I think alot of it will come down to the people and leadership. Can you have a leader who will motivate people to work together?

I think you guys are probably right that one in a million wouldn’t be enough. I was thinking “7000 people would be a reasonable number” but then you’d have to get the entire world population close together. I do think people will cluster, it’s easy enough to leave signs and instructions at landmarks. But the groups are probably going to be too small to allow for much specialized knowledge/work, unless the process of near-extinction is orderly enough for people to plan ahead.

Suppose that half the population dies every year for 20 years. People will start to cluster in places that remain viable and plan for lower and lower population numbers. Industries will have time to build machinery that can be operated with fewer and less skilled people.

The “why would the kids bother to learn anything if they can scavenge” makes sense up to a point. That’s true today, too, in a way. But it’s not a binary thing: scavenge for 93 years and then you need make everything yourself. If you want fresh food, you’ll have to start farming pretty soon. If you want to keep away disease, you’ll have to train to be a doctor pretty much immediately. As a rule, advanced technologies will start to break relatively early while simpler technology will keep working longer. If you want to be able to go places, you’ll want to be able to repair ships and cars and bicycles and roads and maybe trains. If you want to have refrigeration, light, power tools, you’ll have to keep electricity generation running.
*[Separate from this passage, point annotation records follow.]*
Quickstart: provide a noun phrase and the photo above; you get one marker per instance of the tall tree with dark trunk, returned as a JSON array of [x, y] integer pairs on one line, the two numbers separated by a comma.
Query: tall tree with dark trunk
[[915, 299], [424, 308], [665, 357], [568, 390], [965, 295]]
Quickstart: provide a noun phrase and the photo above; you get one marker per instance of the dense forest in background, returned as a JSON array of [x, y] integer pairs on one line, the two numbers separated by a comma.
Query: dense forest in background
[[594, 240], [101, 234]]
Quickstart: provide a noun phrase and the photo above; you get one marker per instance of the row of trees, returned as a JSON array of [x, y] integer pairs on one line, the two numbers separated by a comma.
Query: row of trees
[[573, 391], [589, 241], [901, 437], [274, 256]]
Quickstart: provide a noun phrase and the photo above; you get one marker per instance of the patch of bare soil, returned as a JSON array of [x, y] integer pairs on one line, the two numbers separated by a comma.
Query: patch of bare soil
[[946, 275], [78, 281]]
Maybe it would help to put some numbers on this?

If everyone after the apocalypse is getting a college-level education, then about 1/3 of your population produces nothing because they’re busy learning. And if you start a baby boom to repopulate the Earth, that number could easily double as children will outnumber adults in short order. So 20 years in, 2/3 of the population is getting an education as their primary function.

Assuming you keep internal combustion motors, you should get by with 1/3 working in farming and other food-related industries.
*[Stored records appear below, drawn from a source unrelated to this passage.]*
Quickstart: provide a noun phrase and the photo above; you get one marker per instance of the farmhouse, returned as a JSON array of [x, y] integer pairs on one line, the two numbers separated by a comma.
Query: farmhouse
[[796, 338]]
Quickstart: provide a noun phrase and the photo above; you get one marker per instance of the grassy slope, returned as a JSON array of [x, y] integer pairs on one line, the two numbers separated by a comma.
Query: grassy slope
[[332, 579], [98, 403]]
Oh, wait… in our fast-breeding scenario we’ve just occupied every person in the community with farming and learning. No one is available to build or repair anything.:smack:

My 5 speculative cents. If we concentrate only on North American continent. So, 450 survivors. They all start hundreds of miles from each other. 300 will go exploring / scavenging and in reasonable time (let say a year or two) bump into someone other. Other 150 will not (died from old age, diseases, suicide, accidents or just choose to be left alone). Let say half of them choose to live together somewhere (Main Place) and other half choose to live somewhere else (Secondary Places) or just choose to roam around in small groups. But we can assume all of them will have some kind of contact with each other.

I would expect some quick specialization would occur, more so for Main Place. Probably half of them would be professional scavengers bringing goods from whole continent in huge central warehouse for generations. But the other half could be something else, since their basic needs (you remember needs pyramid) would be more or less satisfied.